Seven political groups have been formed in the new European Parliament and there are two major left-outs still looking for their place ahead of the Parliament’s inaugural plenary on 2 July. Piotr Kaczyński takes a look at the groups and their Polish members, as well as at the strategic agenda for the next five years.
Piotr Kaczyński, formerly a researcher at the Centre for European Policy Studies (CEPS) in Brussels in 2007-2012, runs a blog called 2019EUelectionsPoland.com.
There are still some moves between the groups, as for example, one new Dutch ECR MEP moved from ECR to the EPP because of the accession of Theo Baudet’s Eurosceptic Forum for Democracy to the ECR.
Here are the groups as they are today:
European People’s Party has 182 MEPs and Manfred Weber as its chair. One of his vice-chairs is Ewa Kopacz, former Polish prime minister. The key Polish MEP in the group affairs is Jan Olbrycht, who is one of the negotiators on behalf of the EPP with the other three groups (S&D, RE, the Greens). They negotiate the Parliament’s version of the EU’s agenda for the next five years.
Socialists and Democrats, with 153 MEPs, have chosen a new leader, Iratxe García of Spain.
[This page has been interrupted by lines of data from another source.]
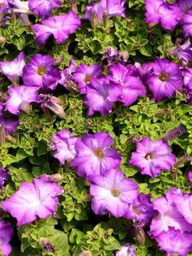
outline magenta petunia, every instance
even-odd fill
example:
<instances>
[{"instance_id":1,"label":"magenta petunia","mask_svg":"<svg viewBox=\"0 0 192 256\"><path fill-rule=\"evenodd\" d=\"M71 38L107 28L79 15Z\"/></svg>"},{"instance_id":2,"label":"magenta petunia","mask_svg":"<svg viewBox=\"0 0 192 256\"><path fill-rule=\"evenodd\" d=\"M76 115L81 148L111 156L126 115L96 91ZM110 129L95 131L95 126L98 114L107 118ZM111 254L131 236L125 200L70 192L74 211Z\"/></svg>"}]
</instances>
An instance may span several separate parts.
<instances>
[{"instance_id":1,"label":"magenta petunia","mask_svg":"<svg viewBox=\"0 0 192 256\"><path fill-rule=\"evenodd\" d=\"M0 72L6 75L12 83L18 83L20 77L23 75L25 66L25 55L20 52L12 61L1 61Z\"/></svg>"},{"instance_id":2,"label":"magenta petunia","mask_svg":"<svg viewBox=\"0 0 192 256\"><path fill-rule=\"evenodd\" d=\"M93 179L90 193L93 196L91 207L96 214L109 212L119 218L126 212L128 204L138 196L138 186L131 179L125 178L121 171L110 168Z\"/></svg>"},{"instance_id":3,"label":"magenta petunia","mask_svg":"<svg viewBox=\"0 0 192 256\"><path fill-rule=\"evenodd\" d=\"M60 72L54 66L49 55L37 54L30 58L29 64L23 69L25 85L36 86L42 90L54 90L61 79Z\"/></svg>"},{"instance_id":4,"label":"magenta petunia","mask_svg":"<svg viewBox=\"0 0 192 256\"><path fill-rule=\"evenodd\" d=\"M103 68L96 63L90 67L81 63L77 67L73 78L78 83L81 94L87 93L87 84L90 79L97 77L102 71Z\"/></svg>"},{"instance_id":5,"label":"magenta petunia","mask_svg":"<svg viewBox=\"0 0 192 256\"><path fill-rule=\"evenodd\" d=\"M55 7L61 7L60 0L29 0L29 9L42 20L49 17Z\"/></svg>"},{"instance_id":6,"label":"magenta petunia","mask_svg":"<svg viewBox=\"0 0 192 256\"><path fill-rule=\"evenodd\" d=\"M32 183L22 183L14 195L2 202L2 208L16 218L17 225L21 226L55 214L58 195L62 193L60 186L43 175Z\"/></svg>"},{"instance_id":7,"label":"magenta petunia","mask_svg":"<svg viewBox=\"0 0 192 256\"><path fill-rule=\"evenodd\" d=\"M122 86L119 100L124 106L130 106L135 102L139 96L145 96L139 72L134 66L125 67L122 64L112 65L109 68L112 80Z\"/></svg>"},{"instance_id":8,"label":"magenta petunia","mask_svg":"<svg viewBox=\"0 0 192 256\"><path fill-rule=\"evenodd\" d=\"M54 156L59 160L61 164L69 161L71 162L75 155L75 143L78 141L76 136L72 136L70 131L61 130L56 132L49 142L51 150L56 150Z\"/></svg>"},{"instance_id":9,"label":"magenta petunia","mask_svg":"<svg viewBox=\"0 0 192 256\"><path fill-rule=\"evenodd\" d=\"M121 157L115 148L109 148L112 144L112 137L106 132L85 134L75 144L77 154L72 167L77 168L78 175L86 177L89 182L108 169L118 168Z\"/></svg>"},{"instance_id":10,"label":"magenta petunia","mask_svg":"<svg viewBox=\"0 0 192 256\"><path fill-rule=\"evenodd\" d=\"M9 241L14 235L14 230L11 225L0 219L0 253L3 256L9 256L11 253Z\"/></svg>"},{"instance_id":11,"label":"magenta petunia","mask_svg":"<svg viewBox=\"0 0 192 256\"><path fill-rule=\"evenodd\" d=\"M177 3L168 4L164 0L145 0L147 23L160 23L163 28L173 30L183 17Z\"/></svg>"},{"instance_id":12,"label":"magenta petunia","mask_svg":"<svg viewBox=\"0 0 192 256\"><path fill-rule=\"evenodd\" d=\"M192 234L174 228L161 232L155 240L160 250L166 252L166 256L187 256L192 250Z\"/></svg>"},{"instance_id":13,"label":"magenta petunia","mask_svg":"<svg viewBox=\"0 0 192 256\"><path fill-rule=\"evenodd\" d=\"M137 151L132 152L130 164L137 167L142 174L155 177L163 169L171 170L176 163L171 148L162 140L153 142L145 137L137 143Z\"/></svg>"},{"instance_id":14,"label":"magenta petunia","mask_svg":"<svg viewBox=\"0 0 192 256\"><path fill-rule=\"evenodd\" d=\"M154 210L154 205L150 201L149 196L141 193L131 204L129 204L124 218L135 219L143 227L150 222L152 217L156 214L156 212L157 212Z\"/></svg>"},{"instance_id":15,"label":"magenta petunia","mask_svg":"<svg viewBox=\"0 0 192 256\"><path fill-rule=\"evenodd\" d=\"M105 115L112 112L113 102L119 100L122 86L110 80L109 76L101 75L91 79L87 84L84 103L88 108L88 115L95 112Z\"/></svg>"},{"instance_id":16,"label":"magenta petunia","mask_svg":"<svg viewBox=\"0 0 192 256\"><path fill-rule=\"evenodd\" d=\"M80 25L78 15L73 11L70 11L60 16L49 17L41 24L35 24L32 26L32 30L38 44L41 46L52 34L57 44L63 44L70 34L80 28Z\"/></svg>"},{"instance_id":17,"label":"magenta petunia","mask_svg":"<svg viewBox=\"0 0 192 256\"><path fill-rule=\"evenodd\" d=\"M178 65L157 58L147 67L143 82L152 91L152 100L160 102L165 97L171 98L177 90L182 90L183 78Z\"/></svg>"},{"instance_id":18,"label":"magenta petunia","mask_svg":"<svg viewBox=\"0 0 192 256\"><path fill-rule=\"evenodd\" d=\"M10 87L8 90L8 93L9 96L5 102L5 110L14 114L19 114L20 109L28 113L30 112L31 102L40 102L37 87Z\"/></svg>"}]
</instances>

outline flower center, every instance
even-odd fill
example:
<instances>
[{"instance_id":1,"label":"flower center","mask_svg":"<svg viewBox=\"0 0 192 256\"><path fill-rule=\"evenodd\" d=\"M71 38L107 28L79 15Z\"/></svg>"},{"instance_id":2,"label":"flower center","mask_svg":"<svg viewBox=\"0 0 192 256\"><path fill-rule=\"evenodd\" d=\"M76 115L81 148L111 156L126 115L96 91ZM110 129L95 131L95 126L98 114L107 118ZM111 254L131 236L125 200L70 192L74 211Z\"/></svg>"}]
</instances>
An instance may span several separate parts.
<instances>
[{"instance_id":1,"label":"flower center","mask_svg":"<svg viewBox=\"0 0 192 256\"><path fill-rule=\"evenodd\" d=\"M84 83L89 84L90 78L91 78L91 75L89 75L89 74L85 75L84 79Z\"/></svg>"},{"instance_id":2,"label":"flower center","mask_svg":"<svg viewBox=\"0 0 192 256\"><path fill-rule=\"evenodd\" d=\"M38 67L38 74L39 74L40 76L43 76L44 74L45 74L47 72L46 67Z\"/></svg>"},{"instance_id":3,"label":"flower center","mask_svg":"<svg viewBox=\"0 0 192 256\"><path fill-rule=\"evenodd\" d=\"M162 73L160 75L159 75L159 79L162 82L167 81L169 79L169 75L166 73Z\"/></svg>"},{"instance_id":4,"label":"flower center","mask_svg":"<svg viewBox=\"0 0 192 256\"><path fill-rule=\"evenodd\" d=\"M113 189L111 191L111 194L114 196L114 197L118 197L120 195L120 191L117 189Z\"/></svg>"},{"instance_id":5,"label":"flower center","mask_svg":"<svg viewBox=\"0 0 192 256\"><path fill-rule=\"evenodd\" d=\"M96 156L97 156L98 158L103 158L104 157L104 153L102 152L102 149L98 148L98 149L96 149L94 151L94 154Z\"/></svg>"},{"instance_id":6,"label":"flower center","mask_svg":"<svg viewBox=\"0 0 192 256\"><path fill-rule=\"evenodd\" d=\"M147 159L148 160L151 160L152 159L151 154L147 154L145 155L145 159Z\"/></svg>"}]
</instances>

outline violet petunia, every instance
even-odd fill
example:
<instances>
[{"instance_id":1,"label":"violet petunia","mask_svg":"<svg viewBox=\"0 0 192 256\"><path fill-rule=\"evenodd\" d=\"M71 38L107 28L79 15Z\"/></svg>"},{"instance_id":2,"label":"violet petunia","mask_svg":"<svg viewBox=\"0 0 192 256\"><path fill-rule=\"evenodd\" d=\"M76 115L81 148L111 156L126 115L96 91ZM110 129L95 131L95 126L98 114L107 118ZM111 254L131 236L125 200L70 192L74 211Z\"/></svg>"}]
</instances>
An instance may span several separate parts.
<instances>
[{"instance_id":1,"label":"violet petunia","mask_svg":"<svg viewBox=\"0 0 192 256\"><path fill-rule=\"evenodd\" d=\"M144 227L150 222L152 217L156 214L156 212L157 212L154 210L154 205L150 201L149 196L141 193L131 204L129 204L124 218L135 219Z\"/></svg>"},{"instance_id":2,"label":"violet petunia","mask_svg":"<svg viewBox=\"0 0 192 256\"><path fill-rule=\"evenodd\" d=\"M117 102L122 86L110 80L109 76L101 75L91 79L87 84L87 94L84 99L84 103L88 108L88 115L92 115L95 112L105 115L112 112L113 102Z\"/></svg>"},{"instance_id":3,"label":"violet petunia","mask_svg":"<svg viewBox=\"0 0 192 256\"><path fill-rule=\"evenodd\" d=\"M145 0L146 19L149 25L160 23L163 28L173 30L183 17L177 3L168 4L164 0Z\"/></svg>"},{"instance_id":4,"label":"violet petunia","mask_svg":"<svg viewBox=\"0 0 192 256\"><path fill-rule=\"evenodd\" d=\"M29 0L29 9L42 20L49 18L55 7L61 6L60 0Z\"/></svg>"},{"instance_id":5,"label":"violet petunia","mask_svg":"<svg viewBox=\"0 0 192 256\"><path fill-rule=\"evenodd\" d=\"M32 183L22 183L14 195L2 202L2 208L16 218L17 225L21 226L55 214L58 195L62 193L60 186L43 175Z\"/></svg>"},{"instance_id":6,"label":"violet petunia","mask_svg":"<svg viewBox=\"0 0 192 256\"><path fill-rule=\"evenodd\" d=\"M165 97L171 98L177 90L182 90L183 78L178 65L157 58L154 62L148 63L143 82L152 91L152 100L160 102Z\"/></svg>"},{"instance_id":7,"label":"violet petunia","mask_svg":"<svg viewBox=\"0 0 192 256\"><path fill-rule=\"evenodd\" d=\"M125 213L128 204L138 196L138 186L131 179L125 178L121 171L110 168L93 179L90 193L93 196L91 208L96 214L109 212L119 218Z\"/></svg>"},{"instance_id":8,"label":"violet petunia","mask_svg":"<svg viewBox=\"0 0 192 256\"><path fill-rule=\"evenodd\" d=\"M12 83L18 83L20 77L23 75L25 66L25 55L20 52L12 61L1 61L0 72L6 75Z\"/></svg>"},{"instance_id":9,"label":"violet petunia","mask_svg":"<svg viewBox=\"0 0 192 256\"><path fill-rule=\"evenodd\" d=\"M61 79L60 72L54 66L49 55L37 54L30 58L29 64L23 69L25 85L36 86L42 90L54 90Z\"/></svg>"},{"instance_id":10,"label":"violet petunia","mask_svg":"<svg viewBox=\"0 0 192 256\"><path fill-rule=\"evenodd\" d=\"M102 71L103 68L96 63L90 67L81 63L77 67L73 78L79 84L81 94L87 93L87 84L90 84L90 79L96 78Z\"/></svg>"},{"instance_id":11,"label":"violet petunia","mask_svg":"<svg viewBox=\"0 0 192 256\"><path fill-rule=\"evenodd\" d=\"M166 252L166 256L187 256L192 250L192 234L174 228L161 232L155 240L160 250Z\"/></svg>"},{"instance_id":12,"label":"violet petunia","mask_svg":"<svg viewBox=\"0 0 192 256\"><path fill-rule=\"evenodd\" d=\"M70 11L68 14L49 17L41 24L35 24L32 26L32 30L39 46L44 45L51 34L60 44L63 44L70 34L79 29L80 24L78 15L73 11Z\"/></svg>"},{"instance_id":13,"label":"violet petunia","mask_svg":"<svg viewBox=\"0 0 192 256\"><path fill-rule=\"evenodd\" d=\"M11 253L9 241L14 235L11 225L3 220L0 220L0 253L3 256L9 256Z\"/></svg>"},{"instance_id":14,"label":"violet petunia","mask_svg":"<svg viewBox=\"0 0 192 256\"><path fill-rule=\"evenodd\" d=\"M29 113L31 102L40 102L37 87L10 87L8 90L8 93L9 96L5 102L5 110L14 114L19 114L20 109L26 113Z\"/></svg>"},{"instance_id":15,"label":"violet petunia","mask_svg":"<svg viewBox=\"0 0 192 256\"><path fill-rule=\"evenodd\" d=\"M61 130L56 132L49 143L51 150L56 150L54 156L59 160L61 164L65 161L71 162L75 155L75 143L78 141L76 136L72 136L70 131Z\"/></svg>"},{"instance_id":16,"label":"violet petunia","mask_svg":"<svg viewBox=\"0 0 192 256\"><path fill-rule=\"evenodd\" d=\"M134 66L125 67L122 64L110 66L111 79L122 86L119 100L124 106L135 102L139 96L145 96L146 90L142 83L139 72Z\"/></svg>"},{"instance_id":17,"label":"violet petunia","mask_svg":"<svg viewBox=\"0 0 192 256\"><path fill-rule=\"evenodd\" d=\"M112 137L106 132L85 134L75 144L77 154L72 167L77 168L78 175L86 177L89 182L108 169L118 168L121 157L115 148L109 148L112 144Z\"/></svg>"},{"instance_id":18,"label":"violet petunia","mask_svg":"<svg viewBox=\"0 0 192 256\"><path fill-rule=\"evenodd\" d=\"M154 143L149 137L145 137L137 143L137 151L132 152L130 164L137 167L142 174L154 178L163 169L171 170L176 163L176 157L170 151L171 148L162 140Z\"/></svg>"}]
</instances>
There are eight Polish MEPs including former prime ministers Miller, Belka, and Cimoszewicz, so it slightly surprising there is no Bureau member from Poland among the new S&D leadership.
Renew Europe (former ALDE) has grown to 108 MEPs, with former Romanian Prime Minister Dacian Cioloș as its new leader. The group is now French-dominated and dropping the adjective “liberal” is not a coincidence. Cioloș’ Romanian party PLUS is situated in the “centre, centre-right area”. There are no Polish MEPs among the centrists.
Greens/EFA has 75 MEPs with Ska Keller and Philippe Lamberts continuing as co-chairs. The Greens are clear winners of the elections, even if the “green wave” has not taken root in all EU states. There are no Poles among the Green MEPs.
Identity and Democracy, or ID, replaces ENF (Europe of Nations and Freedom). ID is 73 MEPs strong, Marco Zanni is the group leader. There are no Polish far-right MEPs.
European Conservatives and Democrats dropped to the sixth spot from third, mainly due to the Tories’ terrible results in the UK. There are 63 MEPs with ECR. The group is dominated by Poland’s Law and Justice (26 MEPs) and has a co-leadership with Ryszard Legutko (returning) and Raffaelle Fitto (new, previously vice-chair).
European United Left-Nordic Green Left or GUE/NGL is a group of 41 MEPs, a raw figure down from 52 in the outgoing Parliament, mainly due to losses in Czechia, Italy and the Netherlands. The group is expected to decide on its leader on Thursday (27 June). There are no Polish MEPs in the group.
The first of the two big national parties without a Parliamentary group is the British Brexit Party (29 MEPs), which ran in the elections in the UK to make a point about the country leaving the EU. Hence there are no expectations that the party should seek a group affiliation as long as Brexit is scheduled to take place.
The second of the big national players is Italian Five Star Movement (M5S) with 14 MEPs. With the British, they were at the core of the soon-defunct EFDD group. Most of the other EFDD partners have moved on to the ID group or failed to be re-elected.
The Italians tried to run on their own pan European platform but managed to get MEPs elected from only two countries, Italy and Croatia (one MEP, also looking for a new group).
In the past, the M5S tried and failed to negotiate accession to what is now RE. Due to domestic politics, M5S cannot join the ID (where La Lega rules), the S&D (where the Partido Democratico is strong), or the EPP (where Forza Italia is). Even ECR is problematic, as Brothers of Italy are reportedly not open to welcome the big Italian actor. There are only two groups left: the Greens and GUE/NGL. What will happen?
The strategic agenda
The four centrist groups (EPP, S&D, RE and the Greens) are negotiating a coalition agreement. “This is an important development in the process of building European democracy. In many countries with a strong tradition of coalition governments, there is an attempt to build a common agenda of the government first,” said professor Steven Van Hecke of KU Leuven.
There are five priority areas: Environment and Climate Change; Economic, Fiscal, Trade policies; Digitalisation; Rule of Law, Borders and Migration; Europe in the World, or foreign affairs.
The European Council’s own Strategic Agenda, which Parliament will debate and tweak, has four points: protection of citizens and freedoms; economy; climate-neutral, green, fair and social Europe; promotion of EU values on the global stage.
The outcome, in terms of the EU’s strategic direction, will represent the political guidelines for the new president of the European Commission. The guidelines served as a basis of the Barroso II and the Juncker Commission activities in 2009-2019.